MOOCs are offered by colleges and universities, but are typically administered separately. In recent years edX, Coursera and Udacity have sprung up, partnering with universities that are located chiefly in the US with some Canadian and European representation too.
An Emerging Model
Most MOOC models are still emerging and do not yet have a money-making component, with the universities or venture capitalists offering initial funding. Proctored exams may make it possible for MOOCs to begin to generate revenue, although students usually can take courses and avoid fees.
The catch here is that students do not usually receive college credit, but they do benefit from learning which is the crux of the MOOC movement. Imagine students in remote Africa or in the teeming slums of Manila gaining access to higher education that otherwise would be beyond their affordability. An educated populace can help change the world for the better as global knowledge increases.
Common MOOC Attributes
There are some common attributes of MOOCs that prospective students should look for and they include:
1. Open registration. Anyone can register and anyone can take courses. Typically, however, students must be at least 13 years of age.
2. At your own pace. Some MOOC courses have a clear beginning and ending date while others do not. Most, however, allow students to set their own pace of study. This is important for students that require the utmost flexibility.
3. A qualified instructor. Some of the top names in academia are MOOC participants. They are paid by their universities and their roles are still taking shape. Some worry that professor intellectual property is being threatened, an issue that is currently being debated.
4. The students. MOOCs are supposed to encourage learning with students working with each other, some in mentoring roles and others in a collaborative capacity. Bringing disparate groups of people together is a challenge, something that most MOOCs are still trying to iron out. Understanding English may be a challenge for some students.

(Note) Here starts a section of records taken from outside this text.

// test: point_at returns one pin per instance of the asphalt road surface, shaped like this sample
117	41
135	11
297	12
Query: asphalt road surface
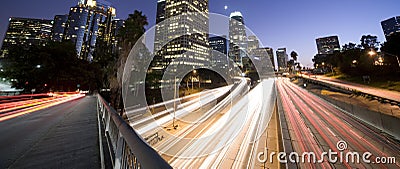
62	136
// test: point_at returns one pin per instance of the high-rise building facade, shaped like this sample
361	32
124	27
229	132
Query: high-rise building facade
282	59
270	53
27	32
237	38
328	45
116	25
87	22
182	39
59	25
219	43
391	26
252	43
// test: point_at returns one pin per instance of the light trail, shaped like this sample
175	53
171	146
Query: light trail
331	124
41	105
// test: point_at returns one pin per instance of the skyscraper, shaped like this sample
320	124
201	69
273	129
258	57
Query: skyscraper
88	21
26	32
391	26
237	38
327	45
116	25
270	53
59	25
282	59
184	33
253	43
219	43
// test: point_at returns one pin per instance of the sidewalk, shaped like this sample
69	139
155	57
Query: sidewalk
72	143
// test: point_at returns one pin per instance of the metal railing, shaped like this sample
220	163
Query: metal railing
127	149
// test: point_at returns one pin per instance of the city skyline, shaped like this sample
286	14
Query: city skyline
294	25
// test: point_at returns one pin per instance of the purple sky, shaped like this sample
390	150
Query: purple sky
277	23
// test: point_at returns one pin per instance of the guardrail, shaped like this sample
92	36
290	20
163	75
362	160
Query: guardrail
127	148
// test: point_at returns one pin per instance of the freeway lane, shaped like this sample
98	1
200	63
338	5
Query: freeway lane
55	137
230	137
317	126
393	95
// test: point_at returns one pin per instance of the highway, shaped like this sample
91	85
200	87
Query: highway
229	135
317	126
57	134
148	124
393	95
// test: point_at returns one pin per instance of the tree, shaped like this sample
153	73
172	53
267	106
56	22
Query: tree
128	35
54	67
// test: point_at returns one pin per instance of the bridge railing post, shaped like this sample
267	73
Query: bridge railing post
127	148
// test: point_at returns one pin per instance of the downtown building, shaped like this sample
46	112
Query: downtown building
26	32
391	26
237	39
181	35
282	59
59	25
219	51
87	23
219	43
327	45
265	52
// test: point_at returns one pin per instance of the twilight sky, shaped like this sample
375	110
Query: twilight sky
294	24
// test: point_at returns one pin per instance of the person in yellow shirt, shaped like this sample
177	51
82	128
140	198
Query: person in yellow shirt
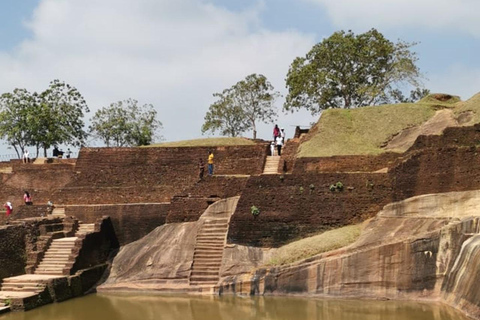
210	163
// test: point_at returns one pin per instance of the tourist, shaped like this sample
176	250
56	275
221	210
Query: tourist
8	207
272	148
276	132
210	163
26	156
27	198
279	145
201	168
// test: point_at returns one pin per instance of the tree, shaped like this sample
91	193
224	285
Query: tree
222	115
125	123
16	119
59	116
240	107
348	70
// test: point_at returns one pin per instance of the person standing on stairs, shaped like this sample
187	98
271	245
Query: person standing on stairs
201	169
210	163
8	208
276	132
279	143
27	198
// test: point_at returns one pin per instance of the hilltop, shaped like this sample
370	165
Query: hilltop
379	129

5. Open content. Paying for textbooks is a cost poor students cannot bear, therefore most content is offered at no cost to students. MOOCs make use of online documents and other instructional materials that can be accessed for free.
MOOCs, while revolutionary, cannot exist in a vacuum. Support from academia is essential for without the best instructors provided, MOOCs would be little more than an enrichment course. University administrators must find out where their institutions fit in and strike a balance between paid and free or greatly reduced educational access. Few universities can afford to simply give it all away especially for the long term.